VIRULENCE
GENES ARE OFTEN FOUND ON MOBILE SEGMENTS OF DNA
Many infectious diseases are caused by
bacterial invasion of the human body. Some pathogenic bacteria penetrate the
interior of host cells, whereas others remain outside and inhabit extracellular
spaces. The molecular mechanisms involved in infectious disease vary greatly in
detail. Nonetheless, invading microorganisms face similar problems and so share
many of the same general abilities. Properties that allow microorganisms to
cause infections are called virulence factors and may be subdivided into three
main groups: those required for invasion of the host, those for survival inside
the host, and those for aggression against the host.

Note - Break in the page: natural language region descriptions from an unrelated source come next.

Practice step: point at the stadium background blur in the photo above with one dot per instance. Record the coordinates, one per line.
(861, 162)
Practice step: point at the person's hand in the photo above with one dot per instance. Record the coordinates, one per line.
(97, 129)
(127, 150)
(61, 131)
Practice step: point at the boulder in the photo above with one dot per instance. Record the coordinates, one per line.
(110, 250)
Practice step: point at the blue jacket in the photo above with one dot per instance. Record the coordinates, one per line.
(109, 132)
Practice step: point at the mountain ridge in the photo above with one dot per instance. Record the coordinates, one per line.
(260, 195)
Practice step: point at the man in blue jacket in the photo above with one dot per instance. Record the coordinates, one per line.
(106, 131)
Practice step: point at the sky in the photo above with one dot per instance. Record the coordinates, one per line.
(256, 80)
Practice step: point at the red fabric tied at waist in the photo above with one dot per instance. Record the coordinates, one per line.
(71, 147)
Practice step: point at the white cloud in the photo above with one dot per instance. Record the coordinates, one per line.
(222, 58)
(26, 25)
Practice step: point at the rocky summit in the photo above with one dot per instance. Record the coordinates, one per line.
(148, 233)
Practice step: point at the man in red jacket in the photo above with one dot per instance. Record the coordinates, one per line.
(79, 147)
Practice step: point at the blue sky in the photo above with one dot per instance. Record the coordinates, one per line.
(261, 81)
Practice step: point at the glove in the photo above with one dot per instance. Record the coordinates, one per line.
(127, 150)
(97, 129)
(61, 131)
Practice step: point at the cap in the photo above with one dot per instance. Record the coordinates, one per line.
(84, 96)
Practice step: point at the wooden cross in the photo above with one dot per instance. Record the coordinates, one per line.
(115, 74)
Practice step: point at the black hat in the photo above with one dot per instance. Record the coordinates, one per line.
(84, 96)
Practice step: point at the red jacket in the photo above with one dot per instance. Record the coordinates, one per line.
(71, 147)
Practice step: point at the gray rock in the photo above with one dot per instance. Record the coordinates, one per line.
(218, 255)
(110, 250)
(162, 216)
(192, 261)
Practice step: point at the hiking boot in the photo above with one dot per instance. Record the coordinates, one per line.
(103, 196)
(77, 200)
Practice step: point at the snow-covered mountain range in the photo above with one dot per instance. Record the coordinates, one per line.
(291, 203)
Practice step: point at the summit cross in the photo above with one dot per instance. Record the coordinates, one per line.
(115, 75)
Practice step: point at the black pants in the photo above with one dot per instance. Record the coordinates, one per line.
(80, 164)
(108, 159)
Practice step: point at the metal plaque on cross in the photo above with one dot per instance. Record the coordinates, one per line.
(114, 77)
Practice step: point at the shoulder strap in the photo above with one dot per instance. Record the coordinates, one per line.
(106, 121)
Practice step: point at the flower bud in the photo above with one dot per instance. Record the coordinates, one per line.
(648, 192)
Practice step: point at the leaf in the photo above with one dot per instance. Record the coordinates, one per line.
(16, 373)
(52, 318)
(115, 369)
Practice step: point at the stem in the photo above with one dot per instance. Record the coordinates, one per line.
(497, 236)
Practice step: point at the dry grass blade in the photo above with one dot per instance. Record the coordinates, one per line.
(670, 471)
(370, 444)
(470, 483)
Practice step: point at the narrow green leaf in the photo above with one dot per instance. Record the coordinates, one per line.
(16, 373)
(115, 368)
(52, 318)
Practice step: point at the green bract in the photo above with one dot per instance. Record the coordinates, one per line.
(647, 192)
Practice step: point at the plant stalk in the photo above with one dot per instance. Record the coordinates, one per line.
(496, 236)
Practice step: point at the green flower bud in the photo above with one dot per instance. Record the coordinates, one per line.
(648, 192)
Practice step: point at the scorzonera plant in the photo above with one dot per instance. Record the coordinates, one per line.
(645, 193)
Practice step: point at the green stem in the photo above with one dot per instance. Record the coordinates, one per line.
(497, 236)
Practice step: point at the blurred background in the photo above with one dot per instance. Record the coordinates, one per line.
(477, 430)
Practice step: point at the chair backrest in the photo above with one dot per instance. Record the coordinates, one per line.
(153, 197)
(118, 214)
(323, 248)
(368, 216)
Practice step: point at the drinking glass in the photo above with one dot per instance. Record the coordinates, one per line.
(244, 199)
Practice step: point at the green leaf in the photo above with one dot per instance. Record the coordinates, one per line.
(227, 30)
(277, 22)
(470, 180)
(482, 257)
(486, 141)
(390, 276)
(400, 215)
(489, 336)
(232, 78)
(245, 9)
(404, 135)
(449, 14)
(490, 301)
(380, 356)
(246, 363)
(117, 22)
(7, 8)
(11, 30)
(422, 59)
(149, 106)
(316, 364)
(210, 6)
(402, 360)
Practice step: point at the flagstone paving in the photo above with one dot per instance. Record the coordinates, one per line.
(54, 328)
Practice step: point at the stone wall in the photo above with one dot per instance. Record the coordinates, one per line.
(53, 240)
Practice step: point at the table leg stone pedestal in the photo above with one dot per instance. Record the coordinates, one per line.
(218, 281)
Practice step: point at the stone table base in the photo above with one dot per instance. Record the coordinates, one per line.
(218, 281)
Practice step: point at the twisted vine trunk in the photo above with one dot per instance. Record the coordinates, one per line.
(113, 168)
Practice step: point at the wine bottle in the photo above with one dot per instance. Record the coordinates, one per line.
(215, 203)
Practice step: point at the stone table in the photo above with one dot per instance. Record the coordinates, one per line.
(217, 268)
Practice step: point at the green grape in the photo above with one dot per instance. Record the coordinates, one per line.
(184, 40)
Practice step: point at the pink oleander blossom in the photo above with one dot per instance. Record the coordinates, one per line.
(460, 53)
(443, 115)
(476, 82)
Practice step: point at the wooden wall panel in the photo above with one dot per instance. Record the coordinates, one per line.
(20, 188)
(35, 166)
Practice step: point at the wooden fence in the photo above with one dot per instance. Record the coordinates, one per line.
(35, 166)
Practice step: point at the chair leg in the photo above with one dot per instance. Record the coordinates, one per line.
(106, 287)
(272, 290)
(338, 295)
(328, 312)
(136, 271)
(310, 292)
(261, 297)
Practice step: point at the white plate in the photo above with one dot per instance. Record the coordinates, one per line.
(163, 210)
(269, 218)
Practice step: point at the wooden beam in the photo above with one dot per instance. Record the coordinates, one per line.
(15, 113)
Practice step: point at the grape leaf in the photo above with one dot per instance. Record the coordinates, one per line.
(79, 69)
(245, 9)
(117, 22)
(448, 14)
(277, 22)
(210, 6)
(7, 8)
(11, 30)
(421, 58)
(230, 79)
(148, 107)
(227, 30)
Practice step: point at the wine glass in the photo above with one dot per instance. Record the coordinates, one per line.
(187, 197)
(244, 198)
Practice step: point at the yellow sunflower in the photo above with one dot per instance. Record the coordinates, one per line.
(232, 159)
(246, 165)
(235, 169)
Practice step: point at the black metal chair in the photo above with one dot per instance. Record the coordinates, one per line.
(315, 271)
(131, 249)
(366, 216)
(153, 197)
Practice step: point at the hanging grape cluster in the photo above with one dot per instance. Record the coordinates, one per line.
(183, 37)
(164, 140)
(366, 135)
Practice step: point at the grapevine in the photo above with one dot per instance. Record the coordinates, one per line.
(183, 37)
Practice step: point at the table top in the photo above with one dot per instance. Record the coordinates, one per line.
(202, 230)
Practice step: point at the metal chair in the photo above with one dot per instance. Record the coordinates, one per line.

The blocks of DNA encoding virulence
factors are often mobile. In some cases (e.g., anthrax, bubonic plague) they
are borne on virulence plasmids . In other cases (e.g., cholera toxin, diphtheria
toxin), they may be carried on lysogenic bacteriophage and inserted into the chromosomes
of certain bacterial strains. In yet other cases, they are grouped together in
regions of the chromosome flanked by inverted repeats and known as
pathogenicity islands ( Fig. 21.2 ). The inverted repeats imply that the pathogenicity
islands may move as a unit by transposition.The same or closely related
virulence factors may be chromosomally integrated in one bacterial strain and plasmid-borne
in others.
The mobility of virulence factors has
several implications. First, closely related bacterial strains vary enormously
in their capacity to cause disease. Harmless bacterial strains that are closely
related to cholera, plague, diphtheria, anthrax, and so on are widely
distributed, but normally draw little attention. Second, virulence factors may
be transferred to hitherto harmless strains, thus creating novel pathogens in
one or a few steps. If the harmless strain is a close relative, we may merely
get a new variant of an old disease (e.g., the new biotypes of cholera that
have appeared over the past century are due to transfer of the CTXphi phage
into harmless strains of Vibrio ). However, if the recipient for a block
of virulence factors is unrelated to the previous “owner,” a genuinely novel
bacterial pathogen may be created. It seems likely that bubonic plague, Yersinia
pestis , arose in this way several thousand years ago. Apparently an
ancestral Yersinia that caused a mild intestinal infection was
transformed by acquiring two virulence plasmids into a devastating disease injected
directly into the bloodstream by fleas.